The 44-year-old director has covered a wide range of vital topics in his work, from a nightmarish military coup in "New Order" (which won the Grand Jury prize in Venice in 2020) to terminal illness in "Chronic" (best screenplay at Cannes in 2015), to teenage bullying in "After Lucia" (winner of the Un Certain Regard section at Cannes in 2012).

But despite now working with one of Hollywood's biggest stars in Chastain, Franco is determined not to follow fellow Mexican directors like Alfonso Cuaron, Guillermo del Toro and Alejandro Gonzalez Inarritu to Los Angeles.

"Where I feel comfortable is in Mexico City. There are fewer rules," Franco said to agency reporters in Venice.

"What is very interesting about the United States are the actors. In Mexico, there are good actors, but the big leagues are in New York, in Los Angeles," he explains.

"I would never work in Hollywood," he said. "I would never work for a studio where I don't have the final cut of my film." Nor is he a fan of streaming services, which he describes as "the enemies of cinemas".

Reuters

A photocall ahead of the premiere for the film "Memory". 

'Less is more'

Franco insists his films are not born from a desire to tackle a particular theme.

"'Chronic' came out from seeing the nurse who cared for my grandmother, I had her right there in front of me every day."

For "Memory", the initial spark was imagining someone being followed home from a high school reunion, which is how the main characters meet.

Parents often fail their children in Franco's films, but he says: "I try not to see them as villains because then it's uninteresting.

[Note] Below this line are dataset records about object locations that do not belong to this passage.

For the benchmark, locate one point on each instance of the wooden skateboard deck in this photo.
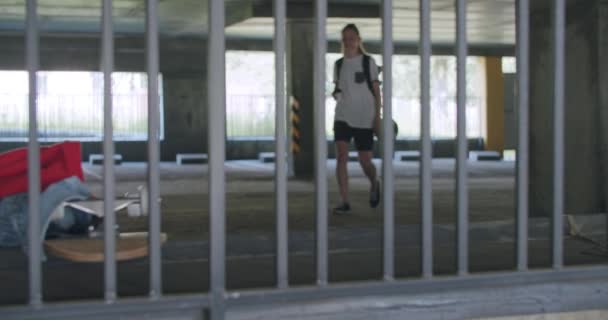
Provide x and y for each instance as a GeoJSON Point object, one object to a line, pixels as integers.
{"type": "Point", "coordinates": [129, 246]}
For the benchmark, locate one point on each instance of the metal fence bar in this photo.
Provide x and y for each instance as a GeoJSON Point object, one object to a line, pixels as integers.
{"type": "Point", "coordinates": [558, 126]}
{"type": "Point", "coordinates": [107, 64]}
{"type": "Point", "coordinates": [33, 158]}
{"type": "Point", "coordinates": [388, 136]}
{"type": "Point", "coordinates": [217, 151]}
{"type": "Point", "coordinates": [281, 144]}
{"type": "Point", "coordinates": [153, 150]}
{"type": "Point", "coordinates": [462, 192]}
{"type": "Point", "coordinates": [523, 71]}
{"type": "Point", "coordinates": [426, 190]}
{"type": "Point", "coordinates": [320, 140]}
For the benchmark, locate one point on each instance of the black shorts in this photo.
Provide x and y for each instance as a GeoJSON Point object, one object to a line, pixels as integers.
{"type": "Point", "coordinates": [364, 138]}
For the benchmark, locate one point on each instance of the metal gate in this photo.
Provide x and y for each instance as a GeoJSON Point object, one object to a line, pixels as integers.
{"type": "Point", "coordinates": [218, 299]}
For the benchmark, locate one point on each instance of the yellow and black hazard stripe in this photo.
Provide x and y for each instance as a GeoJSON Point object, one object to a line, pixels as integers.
{"type": "Point", "coordinates": [295, 126]}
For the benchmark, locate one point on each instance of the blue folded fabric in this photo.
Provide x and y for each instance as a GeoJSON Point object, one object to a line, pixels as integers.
{"type": "Point", "coordinates": [14, 211]}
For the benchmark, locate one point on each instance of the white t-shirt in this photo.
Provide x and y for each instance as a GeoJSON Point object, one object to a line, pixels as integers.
{"type": "Point", "coordinates": [355, 104]}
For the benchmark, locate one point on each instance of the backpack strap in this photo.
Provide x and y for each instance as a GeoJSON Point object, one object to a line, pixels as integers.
{"type": "Point", "coordinates": [338, 66]}
{"type": "Point", "coordinates": [368, 76]}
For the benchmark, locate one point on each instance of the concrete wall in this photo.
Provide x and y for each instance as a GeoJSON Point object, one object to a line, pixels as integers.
{"type": "Point", "coordinates": [584, 168]}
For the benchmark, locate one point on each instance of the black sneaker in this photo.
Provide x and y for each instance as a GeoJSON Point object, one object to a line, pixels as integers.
{"type": "Point", "coordinates": [344, 208]}
{"type": "Point", "coordinates": [374, 195]}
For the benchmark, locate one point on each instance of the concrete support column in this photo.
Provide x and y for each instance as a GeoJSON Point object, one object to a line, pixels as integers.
{"type": "Point", "coordinates": [300, 37]}
{"type": "Point", "coordinates": [602, 39]}
{"type": "Point", "coordinates": [495, 104]}
{"type": "Point", "coordinates": [586, 117]}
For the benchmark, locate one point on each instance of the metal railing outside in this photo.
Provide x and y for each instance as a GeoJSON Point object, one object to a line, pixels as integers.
{"type": "Point", "coordinates": [219, 298]}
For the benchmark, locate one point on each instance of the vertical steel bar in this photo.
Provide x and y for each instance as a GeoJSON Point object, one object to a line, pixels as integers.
{"type": "Point", "coordinates": [153, 149]}
{"type": "Point", "coordinates": [425, 132]}
{"type": "Point", "coordinates": [281, 144]}
{"type": "Point", "coordinates": [320, 140]}
{"type": "Point", "coordinates": [462, 192]}
{"type": "Point", "coordinates": [107, 64]}
{"type": "Point", "coordinates": [33, 158]}
{"type": "Point", "coordinates": [558, 126]}
{"type": "Point", "coordinates": [217, 148]}
{"type": "Point", "coordinates": [523, 71]}
{"type": "Point", "coordinates": [388, 136]}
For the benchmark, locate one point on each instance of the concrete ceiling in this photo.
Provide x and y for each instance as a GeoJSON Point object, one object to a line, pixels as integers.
{"type": "Point", "coordinates": [490, 22]}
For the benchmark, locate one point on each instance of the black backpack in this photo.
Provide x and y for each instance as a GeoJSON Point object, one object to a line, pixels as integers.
{"type": "Point", "coordinates": [368, 77]}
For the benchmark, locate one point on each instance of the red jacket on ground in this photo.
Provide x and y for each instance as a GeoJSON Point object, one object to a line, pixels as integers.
{"type": "Point", "coordinates": [57, 162]}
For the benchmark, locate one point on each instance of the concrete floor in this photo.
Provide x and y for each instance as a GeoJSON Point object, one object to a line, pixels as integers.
{"type": "Point", "coordinates": [355, 241]}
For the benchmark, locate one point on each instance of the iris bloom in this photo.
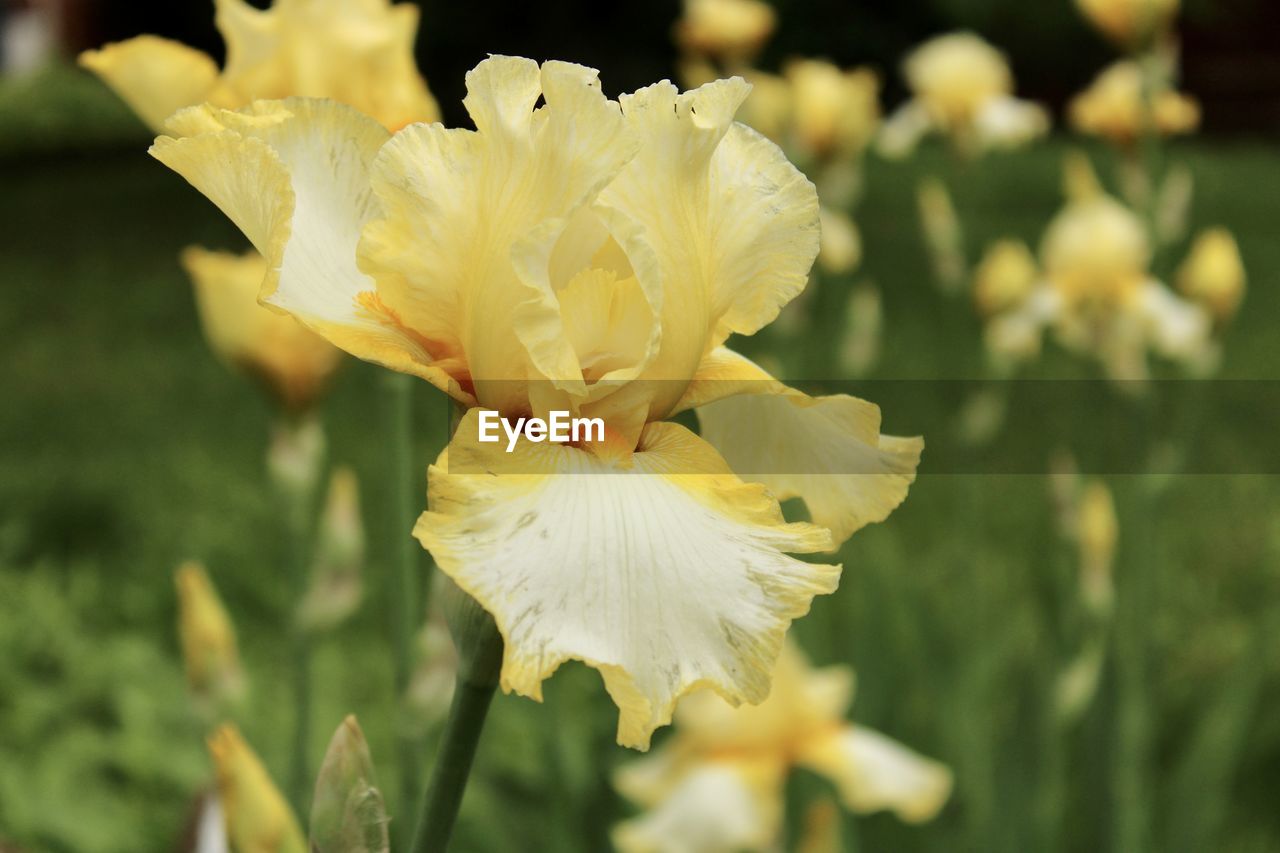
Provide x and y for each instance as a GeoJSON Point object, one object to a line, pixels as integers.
{"type": "Point", "coordinates": [1114, 108]}
{"type": "Point", "coordinates": [1096, 290]}
{"type": "Point", "coordinates": [964, 90]}
{"type": "Point", "coordinates": [585, 255]}
{"type": "Point", "coordinates": [718, 783]}
{"type": "Point", "coordinates": [730, 31]}
{"type": "Point", "coordinates": [356, 51]}
{"type": "Point", "coordinates": [1129, 22]}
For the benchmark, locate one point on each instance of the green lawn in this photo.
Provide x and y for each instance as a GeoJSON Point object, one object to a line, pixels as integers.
{"type": "Point", "coordinates": [126, 447]}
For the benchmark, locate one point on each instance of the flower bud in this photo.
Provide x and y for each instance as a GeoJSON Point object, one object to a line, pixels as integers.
{"type": "Point", "coordinates": [1097, 533]}
{"type": "Point", "coordinates": [347, 813]}
{"type": "Point", "coordinates": [208, 638]}
{"type": "Point", "coordinates": [257, 817]}
{"type": "Point", "coordinates": [1005, 277]}
{"type": "Point", "coordinates": [1214, 273]}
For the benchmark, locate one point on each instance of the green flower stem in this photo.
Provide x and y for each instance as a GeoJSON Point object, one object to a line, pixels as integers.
{"type": "Point", "coordinates": [296, 507]}
{"type": "Point", "coordinates": [479, 666]}
{"type": "Point", "coordinates": [403, 603]}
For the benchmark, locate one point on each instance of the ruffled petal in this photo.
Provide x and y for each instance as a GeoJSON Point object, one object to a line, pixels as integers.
{"type": "Point", "coordinates": [295, 361]}
{"type": "Point", "coordinates": [472, 219]}
{"type": "Point", "coordinates": [293, 176]}
{"type": "Point", "coordinates": [718, 807]}
{"type": "Point", "coordinates": [156, 77]}
{"type": "Point", "coordinates": [874, 772]}
{"type": "Point", "coordinates": [732, 226]}
{"type": "Point", "coordinates": [659, 569]}
{"type": "Point", "coordinates": [826, 450]}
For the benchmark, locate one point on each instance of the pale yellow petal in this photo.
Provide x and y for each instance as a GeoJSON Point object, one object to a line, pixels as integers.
{"type": "Point", "coordinates": [662, 569]}
{"type": "Point", "coordinates": [465, 247]}
{"type": "Point", "coordinates": [293, 361]}
{"type": "Point", "coordinates": [717, 807]}
{"type": "Point", "coordinates": [293, 176]}
{"type": "Point", "coordinates": [154, 76]}
{"type": "Point", "coordinates": [874, 772]}
{"type": "Point", "coordinates": [827, 451]}
{"type": "Point", "coordinates": [731, 224]}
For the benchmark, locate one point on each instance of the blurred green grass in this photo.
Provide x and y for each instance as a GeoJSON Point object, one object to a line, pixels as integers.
{"type": "Point", "coordinates": [126, 447]}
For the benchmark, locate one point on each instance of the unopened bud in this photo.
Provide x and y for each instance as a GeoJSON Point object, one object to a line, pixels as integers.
{"type": "Point", "coordinates": [257, 817]}
{"type": "Point", "coordinates": [347, 813]}
{"type": "Point", "coordinates": [208, 638]}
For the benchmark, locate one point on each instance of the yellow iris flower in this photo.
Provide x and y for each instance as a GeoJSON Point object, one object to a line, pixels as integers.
{"type": "Point", "coordinates": [730, 31]}
{"type": "Point", "coordinates": [1129, 22]}
{"type": "Point", "coordinates": [718, 783]}
{"type": "Point", "coordinates": [964, 90]}
{"type": "Point", "coordinates": [355, 51]}
{"type": "Point", "coordinates": [586, 255]}
{"type": "Point", "coordinates": [1096, 290]}
{"type": "Point", "coordinates": [1114, 108]}
{"type": "Point", "coordinates": [293, 363]}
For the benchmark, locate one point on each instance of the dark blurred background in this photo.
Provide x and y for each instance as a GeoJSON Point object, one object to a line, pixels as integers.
{"type": "Point", "coordinates": [1232, 48]}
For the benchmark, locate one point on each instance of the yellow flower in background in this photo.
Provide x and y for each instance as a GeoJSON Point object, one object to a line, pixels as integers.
{"type": "Point", "coordinates": [730, 31]}
{"type": "Point", "coordinates": [1005, 277]}
{"type": "Point", "coordinates": [1114, 108]}
{"type": "Point", "coordinates": [841, 249]}
{"type": "Point", "coordinates": [835, 113]}
{"type": "Point", "coordinates": [586, 255]}
{"type": "Point", "coordinates": [1097, 533]}
{"type": "Point", "coordinates": [1214, 273]}
{"type": "Point", "coordinates": [963, 89]}
{"type": "Point", "coordinates": [208, 637]}
{"type": "Point", "coordinates": [1097, 292]}
{"type": "Point", "coordinates": [293, 363]}
{"type": "Point", "coordinates": [1129, 22]}
{"type": "Point", "coordinates": [355, 51]}
{"type": "Point", "coordinates": [718, 783]}
{"type": "Point", "coordinates": [259, 820]}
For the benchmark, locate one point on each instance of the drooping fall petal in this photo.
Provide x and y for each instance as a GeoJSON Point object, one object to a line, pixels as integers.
{"type": "Point", "coordinates": [662, 570]}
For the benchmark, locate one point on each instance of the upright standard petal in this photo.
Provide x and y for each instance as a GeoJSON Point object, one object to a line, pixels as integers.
{"type": "Point", "coordinates": [293, 176]}
{"type": "Point", "coordinates": [662, 570]}
{"type": "Point", "coordinates": [731, 223]}
{"type": "Point", "coordinates": [827, 450]}
{"type": "Point", "coordinates": [472, 219]}
{"type": "Point", "coordinates": [154, 76]}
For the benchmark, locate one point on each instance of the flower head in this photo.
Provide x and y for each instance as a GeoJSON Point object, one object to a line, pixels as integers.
{"type": "Point", "coordinates": [293, 363]}
{"type": "Point", "coordinates": [1096, 290]}
{"type": "Point", "coordinates": [721, 778]}
{"type": "Point", "coordinates": [1115, 108]}
{"type": "Point", "coordinates": [355, 51]}
{"type": "Point", "coordinates": [1129, 22]}
{"type": "Point", "coordinates": [963, 89]}
{"type": "Point", "coordinates": [1214, 273]}
{"type": "Point", "coordinates": [585, 255]}
{"type": "Point", "coordinates": [725, 30]}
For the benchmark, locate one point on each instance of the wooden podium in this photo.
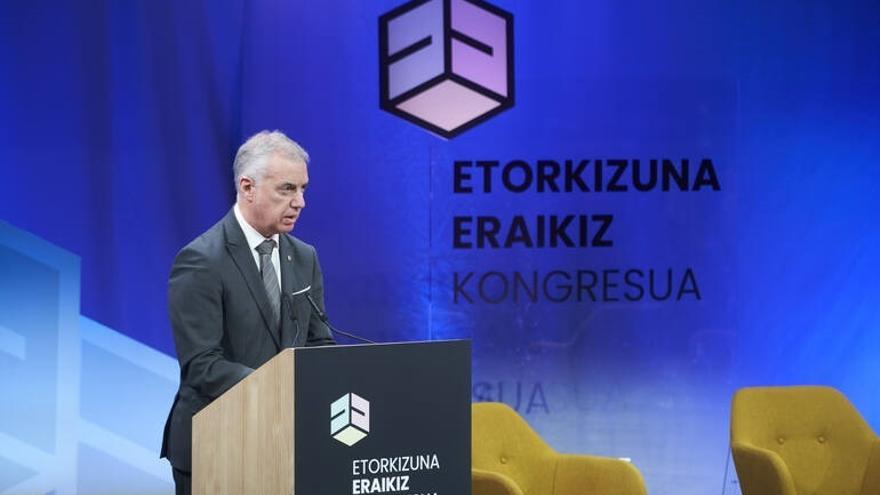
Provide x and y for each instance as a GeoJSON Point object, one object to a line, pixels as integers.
{"type": "Point", "coordinates": [359, 419]}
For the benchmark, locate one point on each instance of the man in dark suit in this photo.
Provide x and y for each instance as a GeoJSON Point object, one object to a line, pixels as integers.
{"type": "Point", "coordinates": [237, 294]}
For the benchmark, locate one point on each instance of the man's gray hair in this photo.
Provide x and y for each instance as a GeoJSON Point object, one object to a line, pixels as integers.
{"type": "Point", "coordinates": [251, 158]}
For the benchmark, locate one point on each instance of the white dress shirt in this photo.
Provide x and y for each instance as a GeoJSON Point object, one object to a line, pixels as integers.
{"type": "Point", "coordinates": [255, 238]}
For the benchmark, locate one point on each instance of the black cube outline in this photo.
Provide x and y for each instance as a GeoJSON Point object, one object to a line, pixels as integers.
{"type": "Point", "coordinates": [390, 104]}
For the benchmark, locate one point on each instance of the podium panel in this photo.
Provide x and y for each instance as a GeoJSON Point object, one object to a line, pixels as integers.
{"type": "Point", "coordinates": [360, 419]}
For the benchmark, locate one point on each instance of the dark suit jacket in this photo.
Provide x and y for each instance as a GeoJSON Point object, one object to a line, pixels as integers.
{"type": "Point", "coordinates": [220, 316]}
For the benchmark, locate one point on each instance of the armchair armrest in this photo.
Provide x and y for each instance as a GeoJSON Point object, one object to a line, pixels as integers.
{"type": "Point", "coordinates": [489, 483]}
{"type": "Point", "coordinates": [871, 481]}
{"type": "Point", "coordinates": [597, 475]}
{"type": "Point", "coordinates": [761, 470]}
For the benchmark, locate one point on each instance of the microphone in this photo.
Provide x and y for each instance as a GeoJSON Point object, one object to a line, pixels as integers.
{"type": "Point", "coordinates": [323, 316]}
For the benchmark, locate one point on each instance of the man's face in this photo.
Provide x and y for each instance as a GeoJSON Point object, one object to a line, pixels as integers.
{"type": "Point", "coordinates": [276, 200]}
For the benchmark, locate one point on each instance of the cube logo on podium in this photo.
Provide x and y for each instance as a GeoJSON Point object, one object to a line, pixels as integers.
{"type": "Point", "coordinates": [350, 419]}
{"type": "Point", "coordinates": [399, 422]}
{"type": "Point", "coordinates": [446, 65]}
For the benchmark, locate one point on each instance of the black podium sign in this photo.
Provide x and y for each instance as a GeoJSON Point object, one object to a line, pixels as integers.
{"type": "Point", "coordinates": [383, 418]}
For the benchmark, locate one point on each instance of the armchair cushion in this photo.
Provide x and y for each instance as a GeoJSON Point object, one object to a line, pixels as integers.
{"type": "Point", "coordinates": [489, 483]}
{"type": "Point", "coordinates": [761, 470]}
{"type": "Point", "coordinates": [593, 474]}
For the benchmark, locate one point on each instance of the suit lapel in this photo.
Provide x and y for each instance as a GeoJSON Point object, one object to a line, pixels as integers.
{"type": "Point", "coordinates": [292, 322]}
{"type": "Point", "coordinates": [238, 249]}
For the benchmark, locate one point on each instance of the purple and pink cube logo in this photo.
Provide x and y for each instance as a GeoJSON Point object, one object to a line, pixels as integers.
{"type": "Point", "coordinates": [446, 65]}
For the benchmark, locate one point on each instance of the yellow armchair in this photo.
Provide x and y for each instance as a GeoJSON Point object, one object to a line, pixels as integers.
{"type": "Point", "coordinates": [804, 440]}
{"type": "Point", "coordinates": [509, 458]}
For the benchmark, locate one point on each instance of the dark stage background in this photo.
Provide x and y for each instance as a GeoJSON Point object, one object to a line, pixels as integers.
{"type": "Point", "coordinates": [119, 121]}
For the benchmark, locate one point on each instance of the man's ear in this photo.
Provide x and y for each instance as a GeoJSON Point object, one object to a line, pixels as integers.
{"type": "Point", "coordinates": [246, 188]}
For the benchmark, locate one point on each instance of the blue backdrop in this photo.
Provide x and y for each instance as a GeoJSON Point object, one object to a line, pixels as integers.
{"type": "Point", "coordinates": [119, 122]}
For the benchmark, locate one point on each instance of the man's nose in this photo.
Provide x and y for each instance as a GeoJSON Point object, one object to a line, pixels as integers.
{"type": "Point", "coordinates": [298, 200]}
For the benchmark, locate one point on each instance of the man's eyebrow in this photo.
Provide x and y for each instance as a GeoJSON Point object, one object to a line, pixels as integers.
{"type": "Point", "coordinates": [290, 185]}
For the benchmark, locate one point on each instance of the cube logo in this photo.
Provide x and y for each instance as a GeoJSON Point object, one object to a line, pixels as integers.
{"type": "Point", "coordinates": [350, 419]}
{"type": "Point", "coordinates": [446, 65]}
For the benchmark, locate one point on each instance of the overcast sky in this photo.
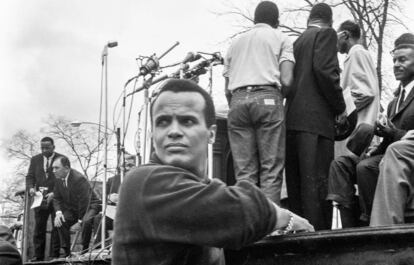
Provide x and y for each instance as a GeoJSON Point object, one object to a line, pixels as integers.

"I am interested in broken people, who have not completely finished inventing themselves. People with insecurities, with fears, give me more confidence than those who think they have everything clear," he added.

His scripts are brutally precise but never weighed down with explanatory dialogue, preferring to let performances and visual details do the work.

"The more I can achieve without dialogue, the better. The rule is 'less is more'," he said.